By the time a patient presents with peripheral disease, large segments of leg or aortic vessels are involved—up to 10 or 15 cm, compared with only a few centimeters in the coronary or carotid arteries. "So a high atherosclerotic burden is already present when PAD is recognized clinically," Dr. Hirsch says. "This would increase the strength of association between the marker of atherosclerosis and short-term risk of ischemic vascular events."

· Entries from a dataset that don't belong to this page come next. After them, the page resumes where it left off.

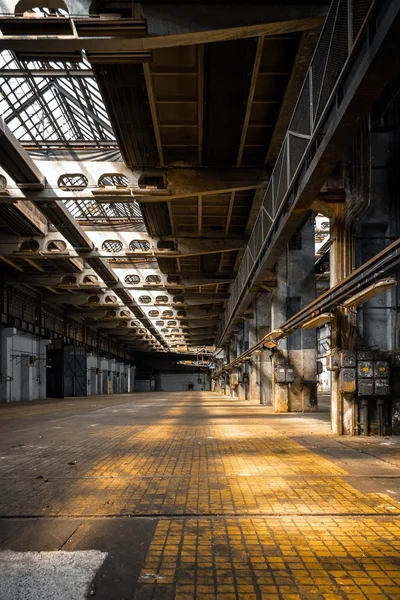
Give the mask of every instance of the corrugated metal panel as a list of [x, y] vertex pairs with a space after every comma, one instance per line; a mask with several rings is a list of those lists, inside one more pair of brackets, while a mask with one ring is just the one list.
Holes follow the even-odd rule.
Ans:
[[170, 235], [171, 225], [165, 203], [141, 204], [143, 219], [150, 235]]
[[0, 205], [0, 225], [5, 225], [11, 231], [21, 236], [42, 235], [42, 231], [35, 227], [11, 204]]
[[158, 165], [142, 65], [93, 65], [93, 71], [126, 164]]

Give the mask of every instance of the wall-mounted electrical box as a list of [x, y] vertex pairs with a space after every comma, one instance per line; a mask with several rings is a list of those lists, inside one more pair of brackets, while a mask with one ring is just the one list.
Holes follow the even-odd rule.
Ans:
[[374, 365], [375, 377], [387, 379], [389, 377], [389, 361], [377, 360]]
[[359, 379], [357, 387], [358, 396], [373, 396], [374, 395], [374, 380]]
[[337, 352], [328, 354], [326, 357], [326, 370], [327, 371], [339, 371], [340, 369], [340, 356]]
[[371, 360], [360, 360], [357, 363], [357, 375], [364, 379], [374, 376], [374, 363]]
[[353, 368], [356, 366], [356, 351], [355, 350], [341, 350], [340, 352], [340, 366], [342, 369]]
[[355, 369], [342, 369], [340, 371], [340, 391], [344, 394], [354, 394], [357, 386], [356, 370]]
[[375, 379], [374, 380], [374, 392], [375, 392], [375, 396], [389, 396], [389, 394], [390, 394], [389, 379]]
[[276, 368], [277, 383], [293, 383], [294, 369], [291, 365], [278, 365]]

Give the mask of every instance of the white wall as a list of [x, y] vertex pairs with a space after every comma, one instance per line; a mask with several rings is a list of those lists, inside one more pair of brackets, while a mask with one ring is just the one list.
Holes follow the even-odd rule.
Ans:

Homocysteine was originally described 15 years ago as a risk factor for peripheral arterial disease, while Lp(a), C-reactive protein, and the metabolic syndrome also have all been associated with PAD. However, when it comes to routine clinical practice, Dr. Hirsch says: "As in coronary disease, most vascular specialists remain uncertain as to the relative importance of these novel risk factors for patients with PAD in routine clinical practice. In patients with average clinical presentations of PAD, we tend still not to measure new risk factors but restrict our evaluation to classical risk factors. We tend to perform novel risk factor evaluations for ’atypical presentations of PAD’ that are not adequately explained by the individual’s standard cholesterol measurements or other risk factors, such as patients <55 years of age or with rapidly progressing disease."

Cerebrovascular disease is part of a generalized process as well, says Barbara Crain, MD, PhD, associate professor of pathology at the Johns Hopkins University School of Medicine. "Most infarcts in older adults occur in the setting of atherosclerotic cardiovascular disease," she says. Cerebral infarcts can originate directly from atherosclerosis affecting intracranial vessels or the carotid artery or secondary to cardiac arrhythmias or mural thrombi in the heart associated with chronic arrhythmias. As a result, Dr. Crain says, "Risk factors for coronary disease are pretty much the same for stroke."

Interest in C-reactive protein in connection with stroke derives from the fact that "atherothrombosis requires not just lipids, but also inflammation," Dr. Crain says. "Certainly there is evidence that aspirin is useful for stroke prevention," she adds, "but it is not clear whether that is due to anti-clotting or anti-inflammatory effects."